Nearly all discussion of the federal rules for high-speed Internet service approved last month has focused on net neutrality — the idea that all online content be treated the same.

Largely overlooked has been another part of the regulatory change: privacy.

This could be a game-changer, requiring Internet service providers to seek customers' permission before monitoring or sharing personal information.

"Potentially, this could apply to every Web request you make," said Marc Rotenberg, head of the Electronic Privacy Information Center.

At issue is Section 222 of the Communications Act. It requires that telecom companies protect customers' "proprietary information," such as how you use their services.

It defines such information as relating to "the quantity, technical configuration, type, destination, location and amount of use of a telecommunications service subscribed to by any customer." It also applies to information "that is made available to the carrier by the customer solely by virtue of the carrier-customer relationship."

In the context of telephones, for which the provision was created, Section 222 is relatively benign. In the context of the Internet, however, Section 222 takes on more sweeping significance, covering almost everything you might do online, from the sites you visit and searches you perform to the things you buy.

The Federal Communications Commission voted 3-2 to reclassify broadband Internet service as a telecom service, rather than an information service, under Title II of federal communications laws.

This gives the agency a stronger hand in protecting consumers and ensuring a level playing field for content providers. A fact sheet on the broadband rules published by the FCC this month said the agency would not enforce provisions of the Communications Act that are deemed inappropriate for the Internet. However, the fact sheet was clear that Section 222 would be enforced to protect consumer privacy. No other details were provided.

Mark Wigfield, an FCC spokesman, said the vote gives the agency "the authority to adopt new rules to define how 222 applies to broadband." Details, he said, "will be worked out in the future."

As currently written, the provision essentially would mean that Internet users no longer would be required to opt out of having personal information shared with others. Instead, broadband providers would be required to ask customers to opt in for such data sharing.

Cable and phone companies will fight aggressively to maintain an opt-out standard for customer privacy.

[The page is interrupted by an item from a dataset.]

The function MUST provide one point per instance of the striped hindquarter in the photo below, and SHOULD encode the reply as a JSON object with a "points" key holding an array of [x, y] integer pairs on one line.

But it's possible a new degree of transparency could be introduced to privacy issues.

Take, for instance, what AT&T is doing with its high-speed GigaPower broadband service, currently available in a handful of cities. AT&T allows customers to pay an extra $29 monthly to stop marketers from using browsing data to target advertising.

Personally, I think charging Internet users a privacy premium is repugnant.

Under Section 222, though, AT&T's approach appears to meet the letter of the law. So don't be surprised if, along with net neutrality, we see more privacy premiums in the future.

David Lazarus is a Los Angeles Times columnist.